В конце концов, человек уходит, когда он никому больше не нужен, или же когда никто больше не нужен ему, – прям мой случай. Сразу по обоим параметрам. Вот и весь выбор. Вздыхаю.
В тишине приближающегося рассвета, нарушаемой только работой приборов, с кошкой на коленях я сижу на подоконнике, глядя прямо перед собой. Ум проваливается в пустоту, разом исчезают все посторонние шумы и, словно увязнув в чёрной, густой смоле, останавливается время, – меня погружает в тотальную, абсолютную, внутреннюю тишину.

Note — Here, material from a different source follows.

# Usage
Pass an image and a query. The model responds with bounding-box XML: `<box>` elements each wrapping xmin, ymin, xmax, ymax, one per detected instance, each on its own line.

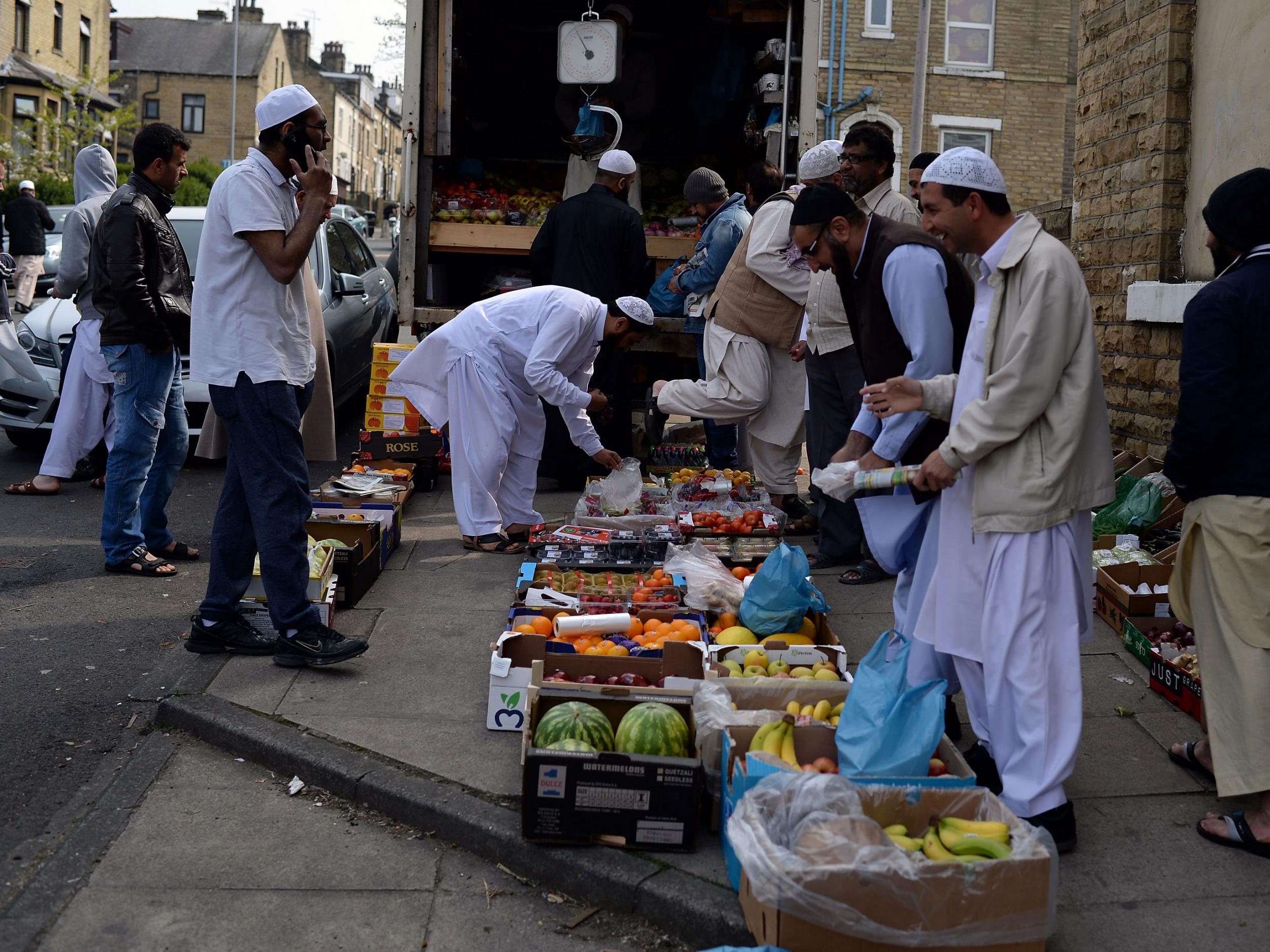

Наступающее утро озаряется мягким розовым светом, так похожим на вчерашнее переживание Любви. Восход солнца скрыт за краем здания, и Солнца в этот раз я не вижу – только розовый свет подсвечивает небо сзади и сбоку.
Розовый цвет я ещё воспринимаю – уже хлеб. А жёлтый – уже нет. Небо всё больше просветляется, и вдруг откуда-то сверху внезапно открывается искрящийся коридор, похожий на портал, сияющий ровным белым – его конец упирается прямо в карниз с обратной стороны окна.
«Двери смерти», – поясняет услужливый внутренний голос – услышал мой выбор и больше не отговаривает. А обычно спорил, спорил…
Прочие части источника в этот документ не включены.